Consideradas por especialistas como o carro-chefe do combate ao trabalho infantil, essas ações consistem na oferta de atividades esportivas, culturais e de reforço escolar no turno contrário ao da escola. Uma forma de manter a criança ocupada e longe da exploração.
Estas são conclusões de uma análise sobre o processo de integração dessas políticas produzida pelo Fórum Nacional de Prevenção e Erradicação do Trabalho Infantil. A pesquisa inédita baseou-se em documentos oficiais dos dois programas, obtidos junto aos ministérios do Desenvolvimento Social (MDS), do Planejamento, do Trabalho, do Tribunal de Contas da União (TCU) e outras instituições públicas envolvidas, além de entrevistas com gestores nacionais dessas duas políticas. A íntegra do trabalho pode ser conferida no endereço eletrônico http://www.fnpeti.org.br/.

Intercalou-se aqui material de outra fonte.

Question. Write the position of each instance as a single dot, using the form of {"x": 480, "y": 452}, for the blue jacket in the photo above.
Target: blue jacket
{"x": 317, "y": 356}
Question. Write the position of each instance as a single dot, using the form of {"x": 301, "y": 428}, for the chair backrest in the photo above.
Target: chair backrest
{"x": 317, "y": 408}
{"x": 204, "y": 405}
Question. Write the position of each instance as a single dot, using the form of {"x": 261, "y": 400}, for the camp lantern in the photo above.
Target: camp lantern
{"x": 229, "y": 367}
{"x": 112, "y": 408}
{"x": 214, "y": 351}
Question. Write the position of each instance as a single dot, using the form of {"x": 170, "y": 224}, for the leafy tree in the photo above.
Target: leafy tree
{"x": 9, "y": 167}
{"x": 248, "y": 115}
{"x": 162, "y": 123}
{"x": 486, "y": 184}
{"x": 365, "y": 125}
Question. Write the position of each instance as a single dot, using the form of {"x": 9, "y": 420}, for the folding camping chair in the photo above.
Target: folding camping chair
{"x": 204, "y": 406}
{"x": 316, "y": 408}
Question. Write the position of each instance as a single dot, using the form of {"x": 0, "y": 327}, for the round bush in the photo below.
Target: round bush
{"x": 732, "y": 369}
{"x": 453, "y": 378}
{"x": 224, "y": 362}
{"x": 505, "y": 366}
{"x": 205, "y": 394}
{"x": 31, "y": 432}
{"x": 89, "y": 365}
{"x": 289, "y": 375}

Trabalho infantil não é prioridade das prefeituras
Isa Maria de Oliveira, coordenadora do Fórum Nacional, explica que os problemas ocorrem porque, com a integração, a retirada das crianças do trabalho, principal objetivo do PETI, acabou dando lugar ao combate à pobreza, foco prioritário do Bolsa-Família. Com isso, os gestores municipais preocupam-se em checar apenas se a renda das famílias permite que as mesmas sejam inseridas no PBF, mas deixam de verificar se os filhos estão trabalhando ou não, o que deve ser informado no campo 270 do formulário do CadÚnico. "Diferentemente da renda, o trabalho infantil é uma condicionalidade pouco checada junto às famílias", afirma. Segundo Isa, a gestão nacional do Bolsa-Família, também não tem cobrado essa atenção das prefeituras.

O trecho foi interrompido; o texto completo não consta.